R&D Tax Credit — Income Tax Credit (Section 41) — TY2025 / Filed
Supports established United States companies with income tax credits tied to qualified innovation spending.
The Section 41 R&D Tax Credit for established companies provides a non-refundable federal income tax credit equal to 20% of qualified research expenses above the computed base amount. The credit is permanent in the tax code, carries forward up to 20 years if unused, and is claimed on Form 6765 (Credit for Increasing Research Activities) attached to the TY2025 income tax return.

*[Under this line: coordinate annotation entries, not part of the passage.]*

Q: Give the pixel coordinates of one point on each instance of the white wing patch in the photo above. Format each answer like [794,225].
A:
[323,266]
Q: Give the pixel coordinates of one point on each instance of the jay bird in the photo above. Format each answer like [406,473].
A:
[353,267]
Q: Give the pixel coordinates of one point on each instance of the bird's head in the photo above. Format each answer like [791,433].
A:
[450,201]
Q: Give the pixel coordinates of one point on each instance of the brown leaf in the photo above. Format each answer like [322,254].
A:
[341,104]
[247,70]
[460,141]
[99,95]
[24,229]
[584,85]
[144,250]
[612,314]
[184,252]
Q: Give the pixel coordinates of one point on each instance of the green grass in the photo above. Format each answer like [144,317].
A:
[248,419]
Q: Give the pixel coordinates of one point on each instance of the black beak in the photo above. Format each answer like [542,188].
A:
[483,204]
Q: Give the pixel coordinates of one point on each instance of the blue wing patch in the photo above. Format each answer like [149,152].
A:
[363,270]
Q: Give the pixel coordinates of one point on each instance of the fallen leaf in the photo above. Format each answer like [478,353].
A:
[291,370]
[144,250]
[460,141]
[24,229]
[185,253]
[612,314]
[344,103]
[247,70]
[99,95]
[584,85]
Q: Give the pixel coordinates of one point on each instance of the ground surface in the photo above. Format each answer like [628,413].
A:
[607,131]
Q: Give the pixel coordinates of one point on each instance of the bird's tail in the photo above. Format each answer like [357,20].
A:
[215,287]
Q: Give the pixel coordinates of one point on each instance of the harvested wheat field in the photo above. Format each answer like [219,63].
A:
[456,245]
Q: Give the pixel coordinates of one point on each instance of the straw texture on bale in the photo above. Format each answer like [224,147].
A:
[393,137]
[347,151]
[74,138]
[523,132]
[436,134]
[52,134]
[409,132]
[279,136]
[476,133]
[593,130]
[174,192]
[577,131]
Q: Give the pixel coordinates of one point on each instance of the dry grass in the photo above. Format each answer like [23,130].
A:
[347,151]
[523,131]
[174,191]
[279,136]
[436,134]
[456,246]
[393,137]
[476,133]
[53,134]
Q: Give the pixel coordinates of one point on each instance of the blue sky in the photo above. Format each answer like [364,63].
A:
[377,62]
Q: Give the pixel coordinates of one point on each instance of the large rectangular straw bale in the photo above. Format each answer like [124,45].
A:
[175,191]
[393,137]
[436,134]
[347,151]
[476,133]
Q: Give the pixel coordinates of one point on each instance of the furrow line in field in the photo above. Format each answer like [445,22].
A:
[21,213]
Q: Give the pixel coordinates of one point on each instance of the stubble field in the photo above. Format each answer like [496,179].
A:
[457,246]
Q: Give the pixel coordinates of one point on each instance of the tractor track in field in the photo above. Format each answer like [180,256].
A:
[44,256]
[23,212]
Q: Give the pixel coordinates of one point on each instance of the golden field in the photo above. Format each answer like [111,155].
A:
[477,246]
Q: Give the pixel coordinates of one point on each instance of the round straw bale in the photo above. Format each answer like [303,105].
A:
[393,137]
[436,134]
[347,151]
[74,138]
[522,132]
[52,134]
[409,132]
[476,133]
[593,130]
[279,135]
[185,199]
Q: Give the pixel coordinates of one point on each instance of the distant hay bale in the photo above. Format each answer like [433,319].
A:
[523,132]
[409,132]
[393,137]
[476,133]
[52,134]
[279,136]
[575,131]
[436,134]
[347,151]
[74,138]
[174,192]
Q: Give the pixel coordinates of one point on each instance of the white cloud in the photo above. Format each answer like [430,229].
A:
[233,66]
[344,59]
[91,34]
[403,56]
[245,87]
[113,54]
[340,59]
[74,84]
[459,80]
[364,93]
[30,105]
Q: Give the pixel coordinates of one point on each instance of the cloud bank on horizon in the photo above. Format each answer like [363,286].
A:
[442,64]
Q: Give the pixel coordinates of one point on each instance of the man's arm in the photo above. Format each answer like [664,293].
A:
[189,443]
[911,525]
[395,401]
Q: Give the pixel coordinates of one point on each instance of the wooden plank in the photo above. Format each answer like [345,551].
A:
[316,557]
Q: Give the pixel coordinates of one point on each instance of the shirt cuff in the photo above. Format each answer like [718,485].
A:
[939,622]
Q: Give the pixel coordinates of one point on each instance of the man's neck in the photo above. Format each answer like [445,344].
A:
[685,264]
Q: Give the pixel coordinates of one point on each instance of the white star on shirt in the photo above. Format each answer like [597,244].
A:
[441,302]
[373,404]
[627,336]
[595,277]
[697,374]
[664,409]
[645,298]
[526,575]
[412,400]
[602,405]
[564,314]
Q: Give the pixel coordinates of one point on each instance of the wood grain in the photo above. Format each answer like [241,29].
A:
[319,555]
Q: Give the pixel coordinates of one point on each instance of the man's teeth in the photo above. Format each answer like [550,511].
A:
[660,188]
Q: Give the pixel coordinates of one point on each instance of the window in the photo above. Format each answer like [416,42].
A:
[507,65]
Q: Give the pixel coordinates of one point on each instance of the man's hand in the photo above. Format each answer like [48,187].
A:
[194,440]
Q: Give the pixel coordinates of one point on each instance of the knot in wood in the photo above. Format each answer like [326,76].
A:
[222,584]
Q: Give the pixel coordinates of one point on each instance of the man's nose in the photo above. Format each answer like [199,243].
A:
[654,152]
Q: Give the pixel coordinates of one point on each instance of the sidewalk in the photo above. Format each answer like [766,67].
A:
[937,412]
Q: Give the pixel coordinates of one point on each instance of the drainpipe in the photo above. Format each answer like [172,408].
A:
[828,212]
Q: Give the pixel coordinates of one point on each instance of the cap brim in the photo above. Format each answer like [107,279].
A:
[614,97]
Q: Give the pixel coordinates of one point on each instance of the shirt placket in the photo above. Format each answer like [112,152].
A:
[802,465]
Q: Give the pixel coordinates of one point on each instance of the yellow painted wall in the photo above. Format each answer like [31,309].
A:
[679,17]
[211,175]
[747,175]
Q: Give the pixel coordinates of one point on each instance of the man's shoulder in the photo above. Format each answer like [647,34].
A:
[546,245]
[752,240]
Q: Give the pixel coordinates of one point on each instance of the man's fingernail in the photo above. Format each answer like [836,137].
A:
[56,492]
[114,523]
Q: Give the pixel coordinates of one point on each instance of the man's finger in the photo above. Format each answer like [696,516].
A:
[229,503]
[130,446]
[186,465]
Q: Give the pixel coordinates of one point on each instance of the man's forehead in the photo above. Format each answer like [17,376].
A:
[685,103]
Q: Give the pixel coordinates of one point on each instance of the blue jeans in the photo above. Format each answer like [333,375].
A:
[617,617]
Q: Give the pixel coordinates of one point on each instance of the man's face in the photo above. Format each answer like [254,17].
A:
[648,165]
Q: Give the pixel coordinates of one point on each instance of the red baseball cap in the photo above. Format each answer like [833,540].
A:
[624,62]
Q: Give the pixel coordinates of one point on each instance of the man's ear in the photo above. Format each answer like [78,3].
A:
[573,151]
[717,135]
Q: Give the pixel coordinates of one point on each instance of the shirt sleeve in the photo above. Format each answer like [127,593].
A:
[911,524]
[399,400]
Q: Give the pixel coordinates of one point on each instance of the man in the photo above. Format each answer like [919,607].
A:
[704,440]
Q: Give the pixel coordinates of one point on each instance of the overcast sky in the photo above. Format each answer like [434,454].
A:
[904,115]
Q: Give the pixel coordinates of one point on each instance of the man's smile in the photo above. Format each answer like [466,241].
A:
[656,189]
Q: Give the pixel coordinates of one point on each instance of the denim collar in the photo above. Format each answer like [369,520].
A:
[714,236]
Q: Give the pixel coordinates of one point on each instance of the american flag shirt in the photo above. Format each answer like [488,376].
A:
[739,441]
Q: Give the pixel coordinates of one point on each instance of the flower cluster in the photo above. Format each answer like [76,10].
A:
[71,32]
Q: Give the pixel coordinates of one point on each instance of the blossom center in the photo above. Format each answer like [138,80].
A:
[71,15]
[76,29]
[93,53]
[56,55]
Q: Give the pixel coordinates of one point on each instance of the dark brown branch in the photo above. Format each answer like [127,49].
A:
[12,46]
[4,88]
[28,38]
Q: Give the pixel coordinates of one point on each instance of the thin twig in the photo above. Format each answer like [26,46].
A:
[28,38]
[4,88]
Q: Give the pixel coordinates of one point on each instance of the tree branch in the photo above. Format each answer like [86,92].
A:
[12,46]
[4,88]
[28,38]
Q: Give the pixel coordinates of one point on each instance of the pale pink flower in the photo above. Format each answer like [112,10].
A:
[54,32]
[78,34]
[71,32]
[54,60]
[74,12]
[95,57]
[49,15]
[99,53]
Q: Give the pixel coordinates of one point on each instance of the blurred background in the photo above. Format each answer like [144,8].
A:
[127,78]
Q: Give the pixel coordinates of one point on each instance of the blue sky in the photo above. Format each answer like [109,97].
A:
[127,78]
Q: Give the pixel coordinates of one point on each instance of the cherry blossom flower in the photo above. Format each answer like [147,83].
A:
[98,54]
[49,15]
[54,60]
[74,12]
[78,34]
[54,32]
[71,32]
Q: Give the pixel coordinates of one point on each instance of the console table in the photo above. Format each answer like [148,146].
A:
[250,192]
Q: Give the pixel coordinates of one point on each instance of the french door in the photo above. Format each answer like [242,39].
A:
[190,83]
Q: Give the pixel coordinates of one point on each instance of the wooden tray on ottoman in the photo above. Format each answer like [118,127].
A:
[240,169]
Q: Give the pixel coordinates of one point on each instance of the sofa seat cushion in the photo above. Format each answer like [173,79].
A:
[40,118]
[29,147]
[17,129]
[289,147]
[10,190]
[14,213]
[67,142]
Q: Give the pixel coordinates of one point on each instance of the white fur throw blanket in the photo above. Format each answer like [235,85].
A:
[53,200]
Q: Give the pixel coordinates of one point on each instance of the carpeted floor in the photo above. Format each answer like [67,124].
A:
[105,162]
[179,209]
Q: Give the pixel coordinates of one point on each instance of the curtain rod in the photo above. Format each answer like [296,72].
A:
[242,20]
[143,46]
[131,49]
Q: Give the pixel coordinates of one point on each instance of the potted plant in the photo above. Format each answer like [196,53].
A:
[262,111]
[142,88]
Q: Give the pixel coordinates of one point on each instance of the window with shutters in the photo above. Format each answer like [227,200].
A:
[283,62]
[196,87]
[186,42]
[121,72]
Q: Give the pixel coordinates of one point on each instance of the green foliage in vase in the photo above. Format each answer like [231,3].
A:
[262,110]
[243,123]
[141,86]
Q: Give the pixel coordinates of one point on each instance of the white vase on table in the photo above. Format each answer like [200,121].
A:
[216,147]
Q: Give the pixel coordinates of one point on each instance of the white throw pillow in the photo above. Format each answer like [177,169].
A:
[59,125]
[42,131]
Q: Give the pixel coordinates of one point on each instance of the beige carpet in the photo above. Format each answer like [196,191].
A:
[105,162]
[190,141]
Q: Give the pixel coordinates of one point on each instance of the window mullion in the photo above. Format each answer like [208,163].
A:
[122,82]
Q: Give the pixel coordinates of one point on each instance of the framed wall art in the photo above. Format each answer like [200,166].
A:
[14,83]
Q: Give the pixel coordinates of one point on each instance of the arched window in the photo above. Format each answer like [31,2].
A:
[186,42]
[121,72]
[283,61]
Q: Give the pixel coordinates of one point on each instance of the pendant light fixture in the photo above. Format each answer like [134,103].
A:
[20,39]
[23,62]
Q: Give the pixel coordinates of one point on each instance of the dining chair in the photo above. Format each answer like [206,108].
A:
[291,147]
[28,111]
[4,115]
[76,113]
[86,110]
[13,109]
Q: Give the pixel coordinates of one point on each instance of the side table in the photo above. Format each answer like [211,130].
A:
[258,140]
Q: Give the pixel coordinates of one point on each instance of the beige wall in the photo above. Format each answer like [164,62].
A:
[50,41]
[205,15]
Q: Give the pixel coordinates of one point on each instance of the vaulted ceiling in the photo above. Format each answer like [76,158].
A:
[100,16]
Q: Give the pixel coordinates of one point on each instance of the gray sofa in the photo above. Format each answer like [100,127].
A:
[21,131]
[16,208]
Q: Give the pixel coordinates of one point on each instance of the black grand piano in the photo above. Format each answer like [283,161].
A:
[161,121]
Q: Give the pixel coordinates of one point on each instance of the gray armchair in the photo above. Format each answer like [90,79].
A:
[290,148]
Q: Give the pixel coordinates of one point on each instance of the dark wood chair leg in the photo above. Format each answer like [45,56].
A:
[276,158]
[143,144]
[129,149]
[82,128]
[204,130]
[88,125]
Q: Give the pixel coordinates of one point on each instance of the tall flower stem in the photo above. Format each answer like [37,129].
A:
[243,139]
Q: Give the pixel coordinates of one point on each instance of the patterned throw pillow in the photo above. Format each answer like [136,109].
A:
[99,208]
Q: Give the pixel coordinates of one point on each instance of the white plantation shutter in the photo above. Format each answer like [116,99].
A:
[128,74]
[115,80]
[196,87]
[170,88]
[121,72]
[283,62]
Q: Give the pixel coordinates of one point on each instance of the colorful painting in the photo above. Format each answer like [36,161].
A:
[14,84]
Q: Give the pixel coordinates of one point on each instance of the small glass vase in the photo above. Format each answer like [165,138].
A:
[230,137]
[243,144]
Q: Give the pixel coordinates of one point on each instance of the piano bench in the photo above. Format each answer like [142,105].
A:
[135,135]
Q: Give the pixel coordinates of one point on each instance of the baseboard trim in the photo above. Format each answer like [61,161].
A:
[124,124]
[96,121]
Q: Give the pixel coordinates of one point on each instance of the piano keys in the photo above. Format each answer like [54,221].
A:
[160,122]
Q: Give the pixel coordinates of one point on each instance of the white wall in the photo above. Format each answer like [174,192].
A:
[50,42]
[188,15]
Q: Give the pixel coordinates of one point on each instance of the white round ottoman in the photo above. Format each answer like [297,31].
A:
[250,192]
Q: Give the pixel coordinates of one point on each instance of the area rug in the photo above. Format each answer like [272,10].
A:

Calendar-year filers face a March 15 or April 15, 2026 deadline depending on entity type, with extensions to October 15, 2026. Any company conducting qualified domestic research — technological in nature, experimental in process, aimed at discovering information, and related to a new or improved business component — may claim the credit regardless of size or industry.
The One Big Beautiful Budget Act of 2025 (OBBBA) enacted Section 174A, which changes domestic research-and-experimental-expenditure treatment from elective to mandatory full expensing beginning TY2025. Section 41(d)(1)(A) was simultaneously amended to require that qualified research expenditures be treated as domestic R&E under Section 174A, altering the credit calculation base for all TY2025 filers. Small businesses with average annual gross receipts of $31 million or less may also amend TY2022–2024 returns retroactively under OBBBA provisions. Revenue Procedure 2025-08 governs accounting method changes associated with the Section 174 treatment transition.
The December 2025 revision of Form 6765 introduced Section G, which requires expanded business-component reporting for TY2025 returns. Companies should document their qualified research activities and expenses contemporaneously, following IRS audit technique guides for their sector. Because the credit is non-refundable, it is most valuable to profitable companies with current-year federal income tax liability; unprofitable startups should instead evaluate the QSB payroll offset election under Section 41(h).
Federal income tax credit for established companies with qualified domestic research and development expenses, reducing tax liability up to 20% of incremental R&D spend.